Senin, 02 Desember 2013

Pengakuan: diterima??

Standard
Malam yang sendu, hujan lebat sekali. sungguh lega sekali sekian jam ku tunggui hujan akhirnya berjatuhan juga. sore itu ku mendapat pengakuan dari dia, orang yang akhir-akhir ini merusak ketenanganku. Alhamdulillah, sepedih apapun dan sebagus apapun pengakuan dan penjelasan dari dia, ku terima dengan lapang, itulah hak dia untuk menjelaskan, ku coba menguatkan hati.
Dia menguraikan panjang lebar keistemewaan-keistimewaan dari pasangannya, seperti seorang bidadari dalam sebuah dongeng. Semoga langgeng, hanya itu do'aku kepada kalian.

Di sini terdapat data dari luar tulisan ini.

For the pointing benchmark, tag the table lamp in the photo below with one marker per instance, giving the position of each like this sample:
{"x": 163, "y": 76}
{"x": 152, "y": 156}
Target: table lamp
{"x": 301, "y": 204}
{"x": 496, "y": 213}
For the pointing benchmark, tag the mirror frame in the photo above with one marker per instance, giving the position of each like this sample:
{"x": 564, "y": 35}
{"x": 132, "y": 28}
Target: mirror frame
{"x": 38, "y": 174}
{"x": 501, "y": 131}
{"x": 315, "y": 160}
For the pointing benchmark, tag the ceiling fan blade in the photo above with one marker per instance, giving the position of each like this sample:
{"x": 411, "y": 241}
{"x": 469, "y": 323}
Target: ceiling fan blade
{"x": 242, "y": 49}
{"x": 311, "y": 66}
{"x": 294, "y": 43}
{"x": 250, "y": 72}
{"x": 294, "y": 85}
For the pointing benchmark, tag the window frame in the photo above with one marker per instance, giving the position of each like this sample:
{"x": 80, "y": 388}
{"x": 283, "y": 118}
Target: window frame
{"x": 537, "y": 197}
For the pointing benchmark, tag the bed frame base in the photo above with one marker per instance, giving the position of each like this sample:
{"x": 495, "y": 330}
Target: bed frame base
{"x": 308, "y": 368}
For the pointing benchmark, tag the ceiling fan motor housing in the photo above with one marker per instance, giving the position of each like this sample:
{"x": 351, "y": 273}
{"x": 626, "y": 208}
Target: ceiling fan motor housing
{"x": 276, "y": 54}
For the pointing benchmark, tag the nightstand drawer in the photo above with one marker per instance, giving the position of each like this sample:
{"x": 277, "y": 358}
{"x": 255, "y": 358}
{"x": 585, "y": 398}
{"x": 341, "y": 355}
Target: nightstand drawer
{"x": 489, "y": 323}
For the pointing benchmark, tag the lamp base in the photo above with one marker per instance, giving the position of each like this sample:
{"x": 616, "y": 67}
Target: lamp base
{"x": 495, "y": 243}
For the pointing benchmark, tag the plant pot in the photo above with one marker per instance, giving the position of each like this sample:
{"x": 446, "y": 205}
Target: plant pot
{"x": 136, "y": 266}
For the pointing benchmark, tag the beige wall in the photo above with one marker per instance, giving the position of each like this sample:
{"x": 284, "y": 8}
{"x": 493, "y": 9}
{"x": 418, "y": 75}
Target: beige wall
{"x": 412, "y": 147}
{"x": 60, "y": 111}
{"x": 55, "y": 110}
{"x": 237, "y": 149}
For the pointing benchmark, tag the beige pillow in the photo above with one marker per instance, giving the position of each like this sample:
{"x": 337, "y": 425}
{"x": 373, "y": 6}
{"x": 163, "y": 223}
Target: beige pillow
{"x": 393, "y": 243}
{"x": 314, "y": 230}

Keikhlasan itu tidak bisa langsung, mengIYAkan apa yang diambil orang dari sisinya. sama halnya dengan kehilangan seseorang yang kita sayang tidak serta merta kita langsung ikhlas jika kehilangannya. Butuh waktu untuk menerima semua kenyataan ini. Lebih baik aku mengetahui sekarang daripada aku baru mengetahui besssok, malah itu lebih menyakitkan. Terima kasih Ya Allah.

Kasih sayang dari 1 orang hilang datanglah berjuta -juta kasih sayang dari orang lain. Tak pernah ku bersedih meratapi semua. tapi bagaimana ku  meminimalisisr kesedihanku dengan kegiatan-kegiatan yang positif.